# Lecture 04: Effect Modification and Interaction

[!["Open In Colab"](https://colab.research.google.com/assets/colab-badge.svg)](https://colab.research.google.com/github/<ORG>/<REPO>/blob/main/lectures/L04_Effect_Modification/L04_Effect_Modification_student.ipynb)

## Learning Objectives
1. Distinguish between **effect modification** and **interaction**.
2. Understand **scale-dependence** (heterogeneity on RD vs RR scale).
3. Calculate stratum-specific effects and interpret them.

In [None]:
import pandas as pd
import numpy as np
import matplotlib.pyplot as plt
import seaborn as sns
from phs564_ci.datasets import load_data

# Load data with a potential modifier 'V'
df = load_data("l04_effect_modification.csv")
df.head()

--- 
### 1. Stratum-Specific Risks
We calculate the risk of outcome `Y` by treatment `A` and modifier `V`.

In [None]:
risks = df.groupby(['V', 'A'])['Y'].mean().unstack()
print("Risk Table:")
print(risks)

--- 
### üñºÔ∏è Figure Generation: Risk by Group (Slide 08)
Visualizing the interaction.

In [None]:
plt.figure(figsize=(8, 6))
risks.plot(kind='bar', ax=plt.gca())
plt.title("Risk of Outcome by Treatment and Subgroup V")
plt.ylabel("Risk (Mean of Y)")
plt.xlabel("Subgroup V")
plt.legend(title="Treatment A")
plt.savefig("figures/L04/risk_by_group.png")
plt.show()

--- 
### 2. Calculating Effect Measures by Stratum
Is there effect modification on the RD scale? On the RR scale?

In [None]:
risks['RD'] = risks[1] - risks[0]
risks['RR'] = risks[1] / risks[0]

print("Effect Measures by Stratum:")
print(risks[['RD', 'RR']])

--- 
## üõë Activity 1: Choose scale for 2 questions (Slide 12)

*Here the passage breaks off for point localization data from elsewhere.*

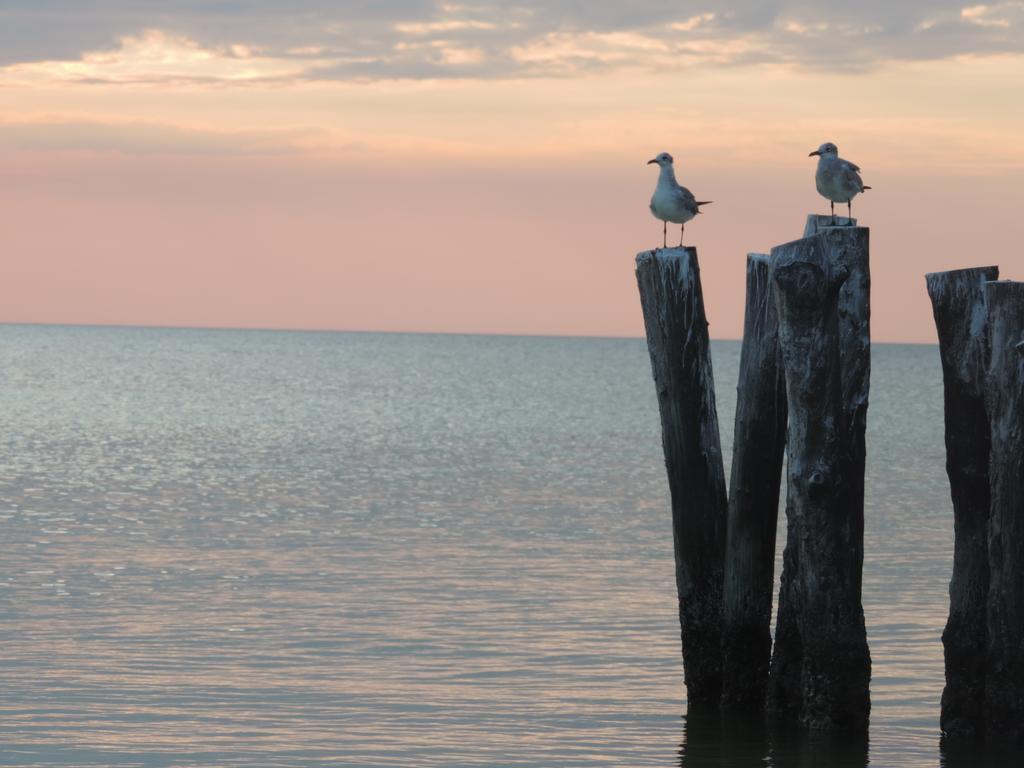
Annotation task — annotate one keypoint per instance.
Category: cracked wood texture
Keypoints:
(1005, 402)
(677, 339)
(958, 304)
(754, 493)
(820, 666)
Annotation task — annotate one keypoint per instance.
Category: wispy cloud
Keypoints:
(139, 137)
(180, 41)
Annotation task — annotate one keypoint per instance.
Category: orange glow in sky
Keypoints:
(494, 178)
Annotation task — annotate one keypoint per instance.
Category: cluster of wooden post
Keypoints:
(980, 323)
(805, 363)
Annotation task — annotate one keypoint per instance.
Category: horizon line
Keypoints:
(265, 329)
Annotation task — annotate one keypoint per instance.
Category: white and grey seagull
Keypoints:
(838, 180)
(672, 202)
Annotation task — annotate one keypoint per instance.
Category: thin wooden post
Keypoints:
(754, 492)
(677, 339)
(1005, 402)
(961, 318)
(820, 666)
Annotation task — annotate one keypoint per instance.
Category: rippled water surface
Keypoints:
(299, 549)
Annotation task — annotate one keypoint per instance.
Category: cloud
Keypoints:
(112, 41)
(155, 56)
(135, 137)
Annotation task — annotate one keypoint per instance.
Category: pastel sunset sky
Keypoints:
(412, 165)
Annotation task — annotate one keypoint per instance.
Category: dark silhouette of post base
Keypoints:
(677, 338)
(820, 667)
(962, 322)
(1005, 402)
(754, 492)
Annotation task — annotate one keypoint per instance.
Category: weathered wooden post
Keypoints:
(820, 667)
(1005, 402)
(677, 338)
(961, 318)
(754, 492)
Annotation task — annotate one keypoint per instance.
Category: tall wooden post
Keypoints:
(1005, 401)
(820, 665)
(754, 492)
(677, 338)
(961, 318)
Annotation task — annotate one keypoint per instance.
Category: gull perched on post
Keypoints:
(672, 202)
(837, 179)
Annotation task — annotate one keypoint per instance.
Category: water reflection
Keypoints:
(714, 740)
(976, 756)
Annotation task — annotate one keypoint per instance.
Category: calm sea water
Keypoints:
(302, 549)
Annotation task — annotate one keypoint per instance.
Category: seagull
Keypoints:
(672, 202)
(837, 179)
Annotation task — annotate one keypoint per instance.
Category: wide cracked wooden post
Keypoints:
(820, 666)
(1005, 402)
(961, 318)
(754, 492)
(680, 356)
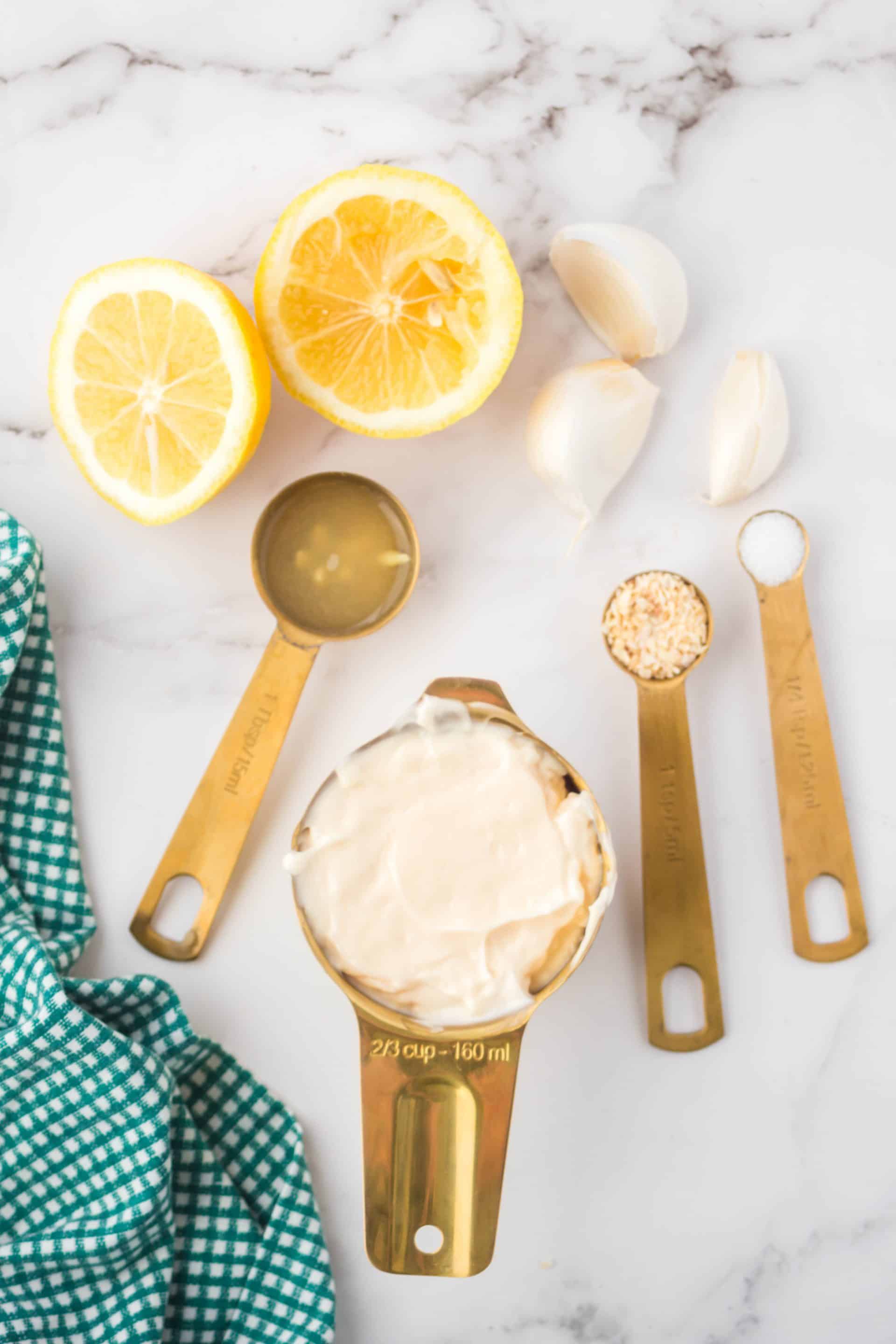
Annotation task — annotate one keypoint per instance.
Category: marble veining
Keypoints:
(743, 1194)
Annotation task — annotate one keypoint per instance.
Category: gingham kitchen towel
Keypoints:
(149, 1187)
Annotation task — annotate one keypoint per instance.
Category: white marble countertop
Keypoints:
(747, 1193)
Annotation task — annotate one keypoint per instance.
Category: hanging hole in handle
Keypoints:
(429, 1239)
(178, 908)
(684, 1010)
(826, 909)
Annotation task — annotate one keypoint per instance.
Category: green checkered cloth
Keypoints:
(149, 1187)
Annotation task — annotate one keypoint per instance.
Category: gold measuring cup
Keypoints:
(811, 800)
(678, 917)
(436, 1105)
(216, 824)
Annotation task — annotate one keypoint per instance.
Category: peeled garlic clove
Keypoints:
(750, 427)
(626, 284)
(586, 428)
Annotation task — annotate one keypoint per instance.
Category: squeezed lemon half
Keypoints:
(159, 386)
(387, 301)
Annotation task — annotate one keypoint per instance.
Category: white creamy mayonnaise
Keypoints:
(445, 868)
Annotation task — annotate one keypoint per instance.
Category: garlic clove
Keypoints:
(750, 427)
(630, 289)
(585, 431)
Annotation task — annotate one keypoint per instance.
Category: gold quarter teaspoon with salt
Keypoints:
(773, 547)
(678, 917)
(335, 557)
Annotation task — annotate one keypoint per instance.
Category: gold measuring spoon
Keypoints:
(436, 1105)
(813, 816)
(334, 557)
(678, 917)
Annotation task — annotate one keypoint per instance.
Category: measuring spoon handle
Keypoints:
(813, 815)
(678, 918)
(216, 824)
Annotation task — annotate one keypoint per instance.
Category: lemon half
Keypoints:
(387, 301)
(159, 386)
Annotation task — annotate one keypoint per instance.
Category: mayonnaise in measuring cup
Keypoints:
(447, 870)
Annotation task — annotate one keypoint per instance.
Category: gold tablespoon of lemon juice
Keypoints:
(773, 547)
(334, 557)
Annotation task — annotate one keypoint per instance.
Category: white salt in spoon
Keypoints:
(773, 547)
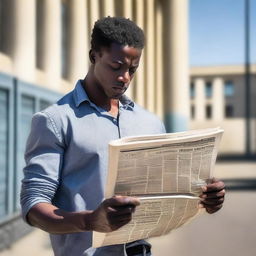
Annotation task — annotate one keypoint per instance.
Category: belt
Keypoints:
(137, 249)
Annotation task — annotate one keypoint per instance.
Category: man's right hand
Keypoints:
(112, 214)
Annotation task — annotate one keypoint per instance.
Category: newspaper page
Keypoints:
(166, 172)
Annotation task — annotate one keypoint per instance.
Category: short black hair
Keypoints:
(119, 30)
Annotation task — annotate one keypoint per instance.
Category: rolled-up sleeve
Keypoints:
(44, 157)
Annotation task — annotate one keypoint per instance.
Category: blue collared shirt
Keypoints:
(67, 158)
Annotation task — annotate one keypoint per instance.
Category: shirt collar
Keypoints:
(80, 96)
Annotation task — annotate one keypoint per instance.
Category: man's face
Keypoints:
(114, 69)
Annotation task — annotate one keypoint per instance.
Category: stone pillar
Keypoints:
(218, 99)
(199, 99)
(159, 60)
(140, 81)
(24, 39)
(176, 71)
(78, 40)
(127, 12)
(150, 56)
(108, 8)
(50, 54)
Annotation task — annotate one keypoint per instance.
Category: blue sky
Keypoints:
(216, 32)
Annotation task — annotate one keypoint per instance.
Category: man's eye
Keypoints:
(115, 67)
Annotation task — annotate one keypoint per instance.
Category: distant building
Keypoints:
(44, 48)
(217, 98)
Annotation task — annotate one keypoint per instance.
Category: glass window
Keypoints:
(192, 90)
(229, 89)
(3, 151)
(208, 89)
(192, 111)
(229, 111)
(64, 43)
(208, 111)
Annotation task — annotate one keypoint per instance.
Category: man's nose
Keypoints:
(125, 77)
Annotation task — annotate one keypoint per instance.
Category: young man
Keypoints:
(67, 149)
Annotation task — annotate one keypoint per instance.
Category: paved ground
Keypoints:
(230, 232)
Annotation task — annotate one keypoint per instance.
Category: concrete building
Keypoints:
(44, 48)
(218, 98)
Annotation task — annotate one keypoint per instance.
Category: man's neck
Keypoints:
(110, 105)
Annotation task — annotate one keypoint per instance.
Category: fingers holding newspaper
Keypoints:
(113, 213)
(213, 195)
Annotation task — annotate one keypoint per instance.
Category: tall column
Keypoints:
(199, 99)
(218, 99)
(94, 10)
(108, 8)
(150, 58)
(127, 12)
(50, 56)
(140, 81)
(78, 36)
(24, 48)
(176, 65)
(159, 60)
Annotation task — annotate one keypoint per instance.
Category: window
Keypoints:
(229, 89)
(64, 39)
(208, 111)
(192, 90)
(192, 111)
(6, 25)
(229, 111)
(208, 89)
(3, 151)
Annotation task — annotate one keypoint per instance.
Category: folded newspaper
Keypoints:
(166, 172)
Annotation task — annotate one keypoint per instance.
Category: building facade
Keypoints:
(218, 98)
(44, 47)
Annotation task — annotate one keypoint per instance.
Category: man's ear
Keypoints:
(92, 56)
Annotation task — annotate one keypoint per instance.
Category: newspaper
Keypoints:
(166, 172)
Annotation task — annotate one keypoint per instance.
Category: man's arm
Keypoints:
(111, 214)
(213, 195)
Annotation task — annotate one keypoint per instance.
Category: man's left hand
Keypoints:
(213, 195)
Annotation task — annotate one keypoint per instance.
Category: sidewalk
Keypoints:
(37, 242)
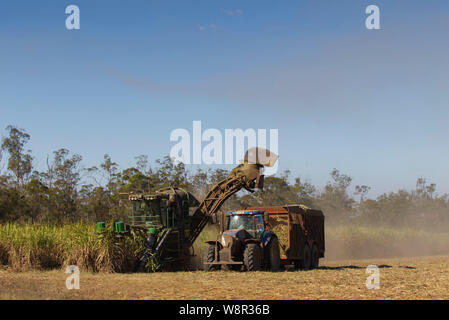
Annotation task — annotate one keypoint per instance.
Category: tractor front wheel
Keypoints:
(252, 257)
(209, 256)
(304, 263)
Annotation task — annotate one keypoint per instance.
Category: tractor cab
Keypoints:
(251, 221)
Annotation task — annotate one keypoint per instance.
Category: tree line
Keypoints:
(65, 192)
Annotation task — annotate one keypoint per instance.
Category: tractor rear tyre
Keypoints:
(274, 255)
(315, 258)
(252, 257)
(209, 256)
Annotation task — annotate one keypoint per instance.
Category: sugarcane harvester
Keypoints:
(173, 218)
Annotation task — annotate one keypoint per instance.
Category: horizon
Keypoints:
(370, 103)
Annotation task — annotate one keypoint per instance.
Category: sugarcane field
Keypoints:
(223, 159)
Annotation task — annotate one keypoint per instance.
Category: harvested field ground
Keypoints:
(407, 278)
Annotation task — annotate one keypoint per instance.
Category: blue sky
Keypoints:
(372, 103)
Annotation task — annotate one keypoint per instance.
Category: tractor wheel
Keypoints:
(315, 257)
(252, 257)
(209, 256)
(274, 255)
(304, 263)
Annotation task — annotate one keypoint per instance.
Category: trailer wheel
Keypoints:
(209, 256)
(315, 258)
(252, 257)
(274, 255)
(304, 263)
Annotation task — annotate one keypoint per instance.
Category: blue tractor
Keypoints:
(245, 241)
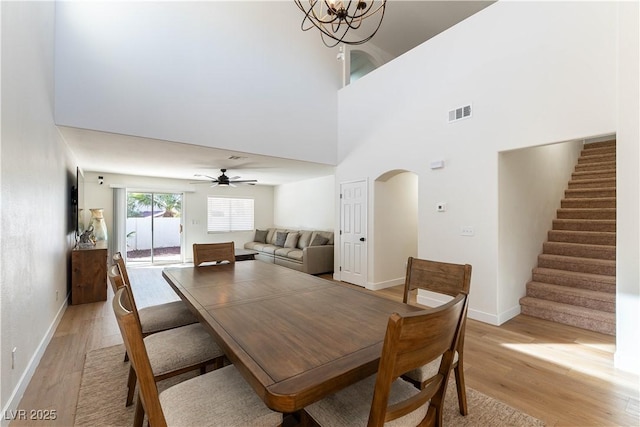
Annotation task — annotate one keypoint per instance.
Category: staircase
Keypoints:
(575, 280)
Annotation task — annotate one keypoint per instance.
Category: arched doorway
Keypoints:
(395, 226)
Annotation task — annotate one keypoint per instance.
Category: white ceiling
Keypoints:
(406, 24)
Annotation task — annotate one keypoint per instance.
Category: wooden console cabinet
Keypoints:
(89, 274)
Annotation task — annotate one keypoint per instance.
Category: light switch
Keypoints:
(467, 230)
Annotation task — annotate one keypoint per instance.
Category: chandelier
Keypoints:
(335, 19)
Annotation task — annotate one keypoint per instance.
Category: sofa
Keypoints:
(309, 251)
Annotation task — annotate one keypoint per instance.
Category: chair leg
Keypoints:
(138, 417)
(462, 390)
(131, 384)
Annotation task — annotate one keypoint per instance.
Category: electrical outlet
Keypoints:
(467, 230)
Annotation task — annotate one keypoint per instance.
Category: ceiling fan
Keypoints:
(224, 180)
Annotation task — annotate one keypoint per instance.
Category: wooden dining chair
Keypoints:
(411, 340)
(448, 279)
(159, 317)
(173, 351)
(218, 398)
(213, 252)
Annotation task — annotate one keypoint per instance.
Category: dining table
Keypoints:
(294, 337)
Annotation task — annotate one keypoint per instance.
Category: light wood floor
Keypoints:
(560, 374)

**Question 1:** "If we have limited resources, should we prioritize giving this intervention to Group V=0 or Group V=1?"
- Which scale (RD or RR) tells you the 'bang for your buck' in terms of lives saved?

**Question 2:** "Is the drug's biological mechanism of action consistent across groups?"
- Which scale is often used to assess biological consistency?

--- 
### 3. Interaction in Regression
Using a linear model to see the interaction term.

In [None]:
import statsmodels.formula.api as smf

# Model with interaction term A*V
model = smf.ols("Y ~ A * V", data=df).fit()
print(model.summary().tables[1])

**Interpretation:**
- The coefficient for `A:V` is the change in the Risk Difference when moving from $V=0$ to $V=1$.

### 4. Summary
- Effect modification is scale-dependent.
- RD is crucial for public health decisions.
- Regression models use interaction terms to test for heterogeneity.